First, let's start by defining a requirement for our policy:

final class AuthorizedDeleterRequirement
{
    public function __construct(public readonly array $authorizedRoles) {}
}

Next, let's define a handler for this requirement:

use Aphiria\Authorization\AuthorizationContext;
use Aphiria\Authorization\IAuthorizationRequirementHandler;
use Aphiria\Security\ClaimType;
use Aphiria\Security\IPrincipal;

final class AuthorizedDeleterRequirementHandler implements IAuthorizationRequirementHandler
{
    public function function handle(
        IPrincipal $user,
        object $requirement,
        AuthorizationContext $authorizationContext
    ): void {
        if (!$requirement instanceof AuthorizedDeleterRequirement) {
            throw new \InvalidArgumentException('Requirement must be of type ' . AuthorizedDeleterRequirement::class);
        }

        $comment = $authorizationContext->resource;

        // We'll assume Comment is a class in our application
        if (!$comment instanceof Comment) {
            throw new \InvalidArgumentException('Resource must be of type ' . Comment::class);
        }

        if ($comment->authorId === $user->getPrimaryId()?->getNameIdentifier()) {
            // The deleter of the comment is the comment's author
            $context->requirementPassed($requirement);

            return;
        }

        foreach ($requirement->authorizedRoles as $authorizedRole) {
            if ($user->hasClaim(ClaimType::Role, $authorizedRole)) {
                // This user had one of the authorized roles
                $context->requirementPassed($requirement);

                return;
            }
        }

        // This requirement failed
        $context->fail();
    }
}

Now, let's register this policy:

use Aphiria\Authorization\AuthorityBuilder;
use Aphiria\Authorization\AuthorizationPolicy;

$authority = (new AuthorityBuilder())
    ->withRequirementHandler(AuthorizedDeleterRequirement::class, new AuthorizedDeleterRequirementHandler())
    ->withPolicy(new AuthorizationPolicy('authorized-deleter', new AuthorizedDeleterRequirement(['admin'])))
    ->build();

Finally, let's use IAuthority to do resource authorization in our controller:

use Aphiria\Api\Controllers\Controller;
use Aphiria\Authentication\Attributes\Authenticate;
use Aphiria\Authentication\IUserAccessor;
use Aphiria\Authorization\IAuthority;
use Aphiria\Net\Http\IResponse;
use Aphiria\Routing\Attributes\Delete;

#[Authenticate]
final class CommentController extends Controller
{
    public function __construct(
        private ICommentRepository $comments,
        private IAuthority $authority,
        private IUserAccessor $userAccessor
    ) {
    }

    #[Delete('/comments/:id')]
    public function deleteComment(int $id): IResponse
    {
        if (($comment = $this->comments->getById($id)) === null) {
            return $this->notFound();
        }

        $user = $this->userAccessor->getUser($this->request);

        if (!$this->authority->authorize($user, 'authorized-deleter', $comment)->passed) {
            return $this->forbidden();
        }

        // ...
    }
}

Authorization Results

Authorization returns an instance of AuthorizationResult.
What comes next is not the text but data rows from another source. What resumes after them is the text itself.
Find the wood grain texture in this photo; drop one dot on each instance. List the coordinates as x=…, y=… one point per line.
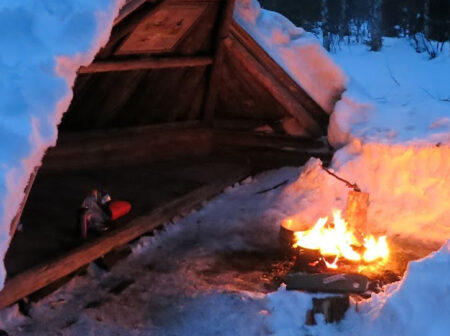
x=38, y=277
x=143, y=64
x=133, y=98
x=161, y=30
x=253, y=48
x=213, y=80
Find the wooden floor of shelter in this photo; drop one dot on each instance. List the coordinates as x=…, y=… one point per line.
x=49, y=218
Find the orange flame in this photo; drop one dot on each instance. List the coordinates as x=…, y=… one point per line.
x=338, y=241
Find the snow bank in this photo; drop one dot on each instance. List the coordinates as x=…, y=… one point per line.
x=43, y=44
x=298, y=52
x=418, y=305
x=395, y=96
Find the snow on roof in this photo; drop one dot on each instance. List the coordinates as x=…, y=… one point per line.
x=43, y=44
x=299, y=53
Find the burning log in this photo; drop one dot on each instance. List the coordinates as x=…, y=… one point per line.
x=356, y=210
x=328, y=282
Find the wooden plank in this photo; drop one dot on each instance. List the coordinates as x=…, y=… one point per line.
x=279, y=73
x=40, y=276
x=150, y=63
x=213, y=87
x=16, y=219
x=242, y=97
x=281, y=142
x=162, y=29
x=125, y=27
x=129, y=7
x=272, y=85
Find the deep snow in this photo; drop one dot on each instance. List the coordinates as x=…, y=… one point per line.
x=393, y=131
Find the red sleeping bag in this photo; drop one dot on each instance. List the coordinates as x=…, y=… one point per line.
x=119, y=209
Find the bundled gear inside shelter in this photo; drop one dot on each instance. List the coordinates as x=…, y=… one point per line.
x=96, y=210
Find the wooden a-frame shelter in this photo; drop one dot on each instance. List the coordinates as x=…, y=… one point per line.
x=170, y=104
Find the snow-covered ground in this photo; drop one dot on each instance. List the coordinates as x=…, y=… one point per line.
x=206, y=274
x=392, y=126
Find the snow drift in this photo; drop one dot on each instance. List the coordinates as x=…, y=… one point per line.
x=44, y=43
x=299, y=53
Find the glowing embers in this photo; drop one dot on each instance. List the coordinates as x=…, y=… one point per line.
x=337, y=241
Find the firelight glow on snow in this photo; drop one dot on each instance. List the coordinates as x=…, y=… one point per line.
x=394, y=141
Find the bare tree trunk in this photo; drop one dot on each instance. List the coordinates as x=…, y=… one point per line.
x=325, y=26
x=343, y=26
x=375, y=20
x=426, y=19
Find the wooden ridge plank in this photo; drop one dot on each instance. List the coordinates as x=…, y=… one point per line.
x=16, y=219
x=268, y=80
x=213, y=87
x=162, y=29
x=40, y=276
x=279, y=73
x=150, y=63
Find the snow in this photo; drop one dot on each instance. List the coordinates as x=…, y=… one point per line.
x=46, y=42
x=299, y=53
x=392, y=128
x=394, y=96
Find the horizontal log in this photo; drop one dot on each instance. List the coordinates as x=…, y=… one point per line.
x=280, y=74
x=328, y=282
x=269, y=81
x=40, y=276
x=150, y=63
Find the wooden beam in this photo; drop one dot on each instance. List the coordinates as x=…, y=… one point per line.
x=279, y=73
x=40, y=276
x=129, y=7
x=268, y=80
x=16, y=219
x=213, y=84
x=142, y=64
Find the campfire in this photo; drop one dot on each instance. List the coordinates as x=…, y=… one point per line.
x=337, y=242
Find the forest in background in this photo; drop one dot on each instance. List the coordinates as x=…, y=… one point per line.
x=426, y=22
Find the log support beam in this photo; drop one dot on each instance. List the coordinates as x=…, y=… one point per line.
x=213, y=88
x=150, y=63
x=40, y=276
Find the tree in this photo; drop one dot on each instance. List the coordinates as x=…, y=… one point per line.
x=375, y=21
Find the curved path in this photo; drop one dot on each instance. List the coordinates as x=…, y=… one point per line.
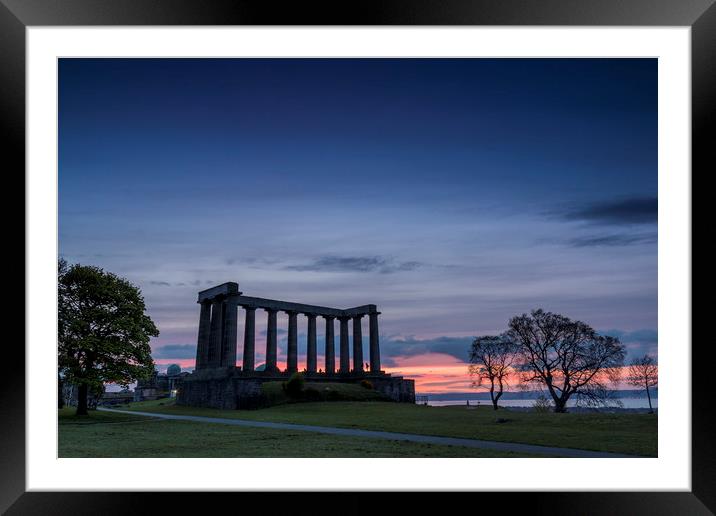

You can grab info about whether or not it was successful:

$authorizationResult = $authority->authorize($user, 'some-policy');

if (!$authorizationResult->passed) {
    print_r($authorizationResult->failedRequirements);
}

Customizing Failed Authorization Responses

By default, authorization done in the Authorize middleware invokes IAuthenticator::challenge() when a user is not authenticated, and IAuthenticator::forbid() when they are not authorized. If you would like to customize these responses, simply override Authorize::handleUnauthenticatedUser() and Authorize::handleFailedAuthorizationResult().